このページでは、安定させるための対処など、腰椎不安定症の治療法や手術法について紹介します。

運動療法に注目!腰椎不安定症の手術以外の治療法

腰椎不安定症の保存療法としては、他の腰椎疾患と同様、痛みを緩和するための治療と安定化を図るための運動療法とがあります。

痛みを緩和させるのは鎮痛剤などによる薬物療法、低周波による電気療法、マッサージなど。

運動療法では多裂筋と腹横筋の筋力を高めることで腰椎が安定するようにします。多裂筋とは背骨周辺に付いている筋肉で、脊椎の側屈や伸展をする働きがあります。

腹横筋とは、一般的に腹筋としてイメージされる腹直筋の左右にある筋肉で、腹斜筋の下にあり腹筋群の中でももっとも内側にあるインナーマッスル。

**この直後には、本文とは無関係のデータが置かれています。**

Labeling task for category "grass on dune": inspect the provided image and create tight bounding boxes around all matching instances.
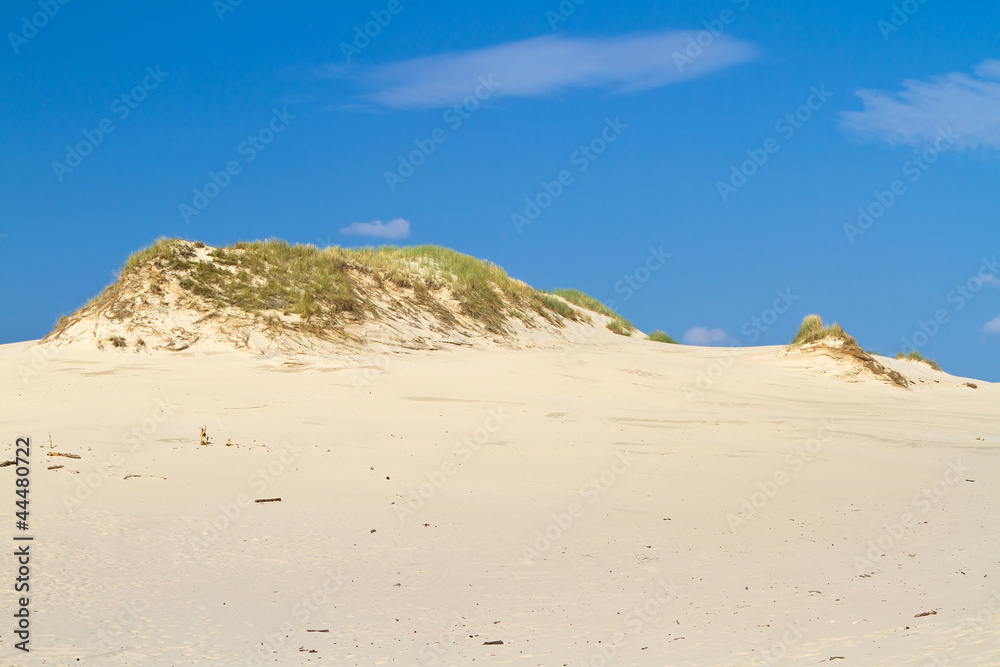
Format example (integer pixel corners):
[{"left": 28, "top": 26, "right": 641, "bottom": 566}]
[
  {"left": 792, "top": 315, "right": 854, "bottom": 345},
  {"left": 57, "top": 238, "right": 583, "bottom": 333},
  {"left": 646, "top": 331, "right": 679, "bottom": 345},
  {"left": 896, "top": 350, "right": 941, "bottom": 371}
]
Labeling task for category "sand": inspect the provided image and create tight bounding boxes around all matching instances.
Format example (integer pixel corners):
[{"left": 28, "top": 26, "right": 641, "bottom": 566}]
[{"left": 0, "top": 332, "right": 1000, "bottom": 666}]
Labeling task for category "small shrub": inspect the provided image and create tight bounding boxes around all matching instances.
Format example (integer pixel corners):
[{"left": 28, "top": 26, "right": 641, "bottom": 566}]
[
  {"left": 792, "top": 315, "right": 853, "bottom": 345},
  {"left": 552, "top": 289, "right": 621, "bottom": 319},
  {"left": 646, "top": 331, "right": 678, "bottom": 345},
  {"left": 896, "top": 350, "right": 941, "bottom": 371}
]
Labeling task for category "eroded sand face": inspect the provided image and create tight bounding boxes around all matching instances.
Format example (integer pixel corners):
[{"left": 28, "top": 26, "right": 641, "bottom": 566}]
[{"left": 0, "top": 340, "right": 1000, "bottom": 665}]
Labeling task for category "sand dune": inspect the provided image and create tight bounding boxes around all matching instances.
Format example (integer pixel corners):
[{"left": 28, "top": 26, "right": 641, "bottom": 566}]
[{"left": 0, "top": 325, "right": 1000, "bottom": 665}]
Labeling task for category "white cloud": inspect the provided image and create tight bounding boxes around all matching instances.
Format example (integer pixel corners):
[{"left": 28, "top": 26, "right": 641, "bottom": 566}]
[
  {"left": 352, "top": 31, "right": 756, "bottom": 108},
  {"left": 682, "top": 327, "right": 730, "bottom": 347},
  {"left": 841, "top": 60, "right": 1000, "bottom": 149},
  {"left": 340, "top": 218, "right": 410, "bottom": 240},
  {"left": 983, "top": 315, "right": 1000, "bottom": 333}
]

筋繊維は横方向に走っていて、ベルト状に締まることで腹部を引っ込めます。

これに加えて腹横筋とつながる胸腰筋膜をきちんと鍛えることがポイントとなります。

なお、運動は専門医などの指導を受けて、症状に応じた部位の筋力アップをする必要があります。もともと腰椎が不安定なわけですから、誤った運動をしてしまうと、かえって症状を悪化させてしまう危険もあるのです。

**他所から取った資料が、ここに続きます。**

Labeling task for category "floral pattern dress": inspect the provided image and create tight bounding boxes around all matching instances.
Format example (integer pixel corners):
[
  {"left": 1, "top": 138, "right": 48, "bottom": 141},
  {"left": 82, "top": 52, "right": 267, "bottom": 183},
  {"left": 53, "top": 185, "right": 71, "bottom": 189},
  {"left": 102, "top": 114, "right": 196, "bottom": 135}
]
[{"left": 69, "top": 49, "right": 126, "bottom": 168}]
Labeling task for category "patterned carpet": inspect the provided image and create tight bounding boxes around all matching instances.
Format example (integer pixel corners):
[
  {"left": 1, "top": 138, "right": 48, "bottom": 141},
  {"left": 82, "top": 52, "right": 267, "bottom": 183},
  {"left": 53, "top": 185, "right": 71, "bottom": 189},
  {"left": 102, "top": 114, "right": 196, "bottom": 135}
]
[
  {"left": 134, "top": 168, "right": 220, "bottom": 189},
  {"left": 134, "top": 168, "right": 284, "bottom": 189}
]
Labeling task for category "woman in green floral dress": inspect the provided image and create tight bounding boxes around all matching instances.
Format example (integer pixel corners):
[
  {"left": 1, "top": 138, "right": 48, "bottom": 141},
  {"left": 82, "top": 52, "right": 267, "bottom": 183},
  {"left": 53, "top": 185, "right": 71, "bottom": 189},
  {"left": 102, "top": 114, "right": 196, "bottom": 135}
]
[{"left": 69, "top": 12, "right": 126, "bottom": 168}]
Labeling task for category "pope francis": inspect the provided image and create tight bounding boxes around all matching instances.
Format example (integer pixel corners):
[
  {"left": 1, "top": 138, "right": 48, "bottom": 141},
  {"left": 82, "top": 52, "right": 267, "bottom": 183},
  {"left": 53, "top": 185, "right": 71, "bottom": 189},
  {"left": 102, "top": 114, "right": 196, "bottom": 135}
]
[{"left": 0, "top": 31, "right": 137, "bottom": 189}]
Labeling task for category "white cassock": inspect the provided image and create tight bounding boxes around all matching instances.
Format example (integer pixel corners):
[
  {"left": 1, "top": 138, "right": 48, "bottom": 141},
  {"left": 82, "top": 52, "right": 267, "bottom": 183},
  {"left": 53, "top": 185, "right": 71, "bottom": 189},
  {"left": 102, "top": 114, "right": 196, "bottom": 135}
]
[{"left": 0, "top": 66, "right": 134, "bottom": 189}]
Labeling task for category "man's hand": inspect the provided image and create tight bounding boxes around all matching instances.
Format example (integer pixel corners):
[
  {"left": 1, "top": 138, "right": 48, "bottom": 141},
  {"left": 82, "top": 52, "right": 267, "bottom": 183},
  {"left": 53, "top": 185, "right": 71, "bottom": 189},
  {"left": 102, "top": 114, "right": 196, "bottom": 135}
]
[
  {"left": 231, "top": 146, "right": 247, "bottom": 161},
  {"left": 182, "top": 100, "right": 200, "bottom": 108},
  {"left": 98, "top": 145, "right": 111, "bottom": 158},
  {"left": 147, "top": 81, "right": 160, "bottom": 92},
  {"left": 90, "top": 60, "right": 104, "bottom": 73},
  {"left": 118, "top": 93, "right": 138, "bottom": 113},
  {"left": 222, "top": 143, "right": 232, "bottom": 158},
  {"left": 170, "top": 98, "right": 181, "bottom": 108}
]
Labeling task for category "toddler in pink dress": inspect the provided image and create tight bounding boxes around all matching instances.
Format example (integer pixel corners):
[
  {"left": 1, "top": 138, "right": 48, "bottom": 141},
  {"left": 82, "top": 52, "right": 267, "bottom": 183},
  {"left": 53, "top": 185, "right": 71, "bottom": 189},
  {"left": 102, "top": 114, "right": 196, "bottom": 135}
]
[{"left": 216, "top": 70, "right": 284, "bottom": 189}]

また、筋肉を刺激するという意味で、鍼灸治療で多裂筋に施術するという方法もあります。

腰椎不安定症の手術法とは

腰椎不安定症の手術が他の腰椎疾患と異なる点は神経の圧迫要因を取り除くだけではないということ。例えば、腰部脊柱管狭窄症なら神経を圧迫している骨を削る手術をしますが、腰椎不安定症の場合はそれだけだと腰椎は不安定なまま。

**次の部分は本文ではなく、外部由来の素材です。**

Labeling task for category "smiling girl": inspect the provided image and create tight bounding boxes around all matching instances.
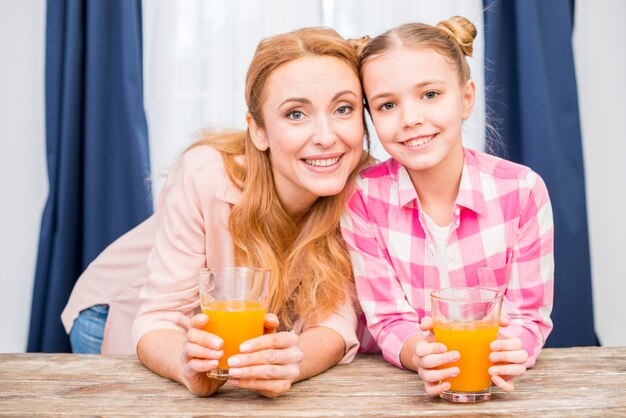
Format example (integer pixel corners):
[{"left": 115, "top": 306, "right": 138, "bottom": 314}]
[{"left": 342, "top": 17, "right": 554, "bottom": 395}]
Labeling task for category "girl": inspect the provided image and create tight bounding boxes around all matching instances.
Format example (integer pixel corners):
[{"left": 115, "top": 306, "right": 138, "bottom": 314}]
[
  {"left": 342, "top": 17, "right": 554, "bottom": 395},
  {"left": 63, "top": 28, "right": 369, "bottom": 397}
]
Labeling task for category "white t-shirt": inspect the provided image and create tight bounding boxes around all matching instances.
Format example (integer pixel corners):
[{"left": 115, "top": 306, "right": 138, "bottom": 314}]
[{"left": 424, "top": 212, "right": 452, "bottom": 289}]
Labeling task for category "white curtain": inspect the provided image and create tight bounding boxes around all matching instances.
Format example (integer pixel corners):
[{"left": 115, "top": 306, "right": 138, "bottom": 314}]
[{"left": 143, "top": 0, "right": 485, "bottom": 196}]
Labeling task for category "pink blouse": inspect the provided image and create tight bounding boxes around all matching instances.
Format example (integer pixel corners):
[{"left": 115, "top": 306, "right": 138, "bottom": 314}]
[{"left": 61, "top": 146, "right": 359, "bottom": 363}]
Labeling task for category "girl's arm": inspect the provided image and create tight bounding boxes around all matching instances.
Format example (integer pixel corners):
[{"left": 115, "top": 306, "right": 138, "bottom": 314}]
[
  {"left": 341, "top": 187, "right": 427, "bottom": 367},
  {"left": 496, "top": 172, "right": 554, "bottom": 367}
]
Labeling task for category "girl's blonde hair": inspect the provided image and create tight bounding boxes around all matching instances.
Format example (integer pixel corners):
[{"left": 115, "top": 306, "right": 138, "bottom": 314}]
[
  {"left": 350, "top": 16, "right": 477, "bottom": 84},
  {"left": 190, "top": 28, "right": 371, "bottom": 327}
]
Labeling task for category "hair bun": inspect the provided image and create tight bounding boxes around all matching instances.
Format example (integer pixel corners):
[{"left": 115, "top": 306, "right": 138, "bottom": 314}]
[
  {"left": 348, "top": 35, "right": 371, "bottom": 59},
  {"left": 436, "top": 16, "right": 478, "bottom": 57}
]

そこで、椎体間固定術では骨を移植したりスクリューを打ち込んで、椎間板の代わりに傷んだ椎間板の上下にある椎体と呼ばれる骨(背骨のピース)同士を一つの骨にしてしまうための器械である「ケージ」を入れることで、腰椎を安定させます。

これにより、椎間板が持っていた本来の高さに近い分だけ持ち上げて緩んだじん帯等により狭くなった神経の通りみちを広げること、更に椎体と椎体を一つの骨としてくっつけてしまうことで動かなくして痛みが発生しないようにすることができます。

なお、骨を移植した場合は安定した状態になるまで半年程度かかることがあります。また、脊柱管狭窄している場合は当該箇所の骨を削ることもあり、それが新たな不安定化になることもあるので、手術に際しては実績のある専門医にきちんとした診断を受けて、リスク要因なども含めて説明をもらってから判断するのがいいでしょう。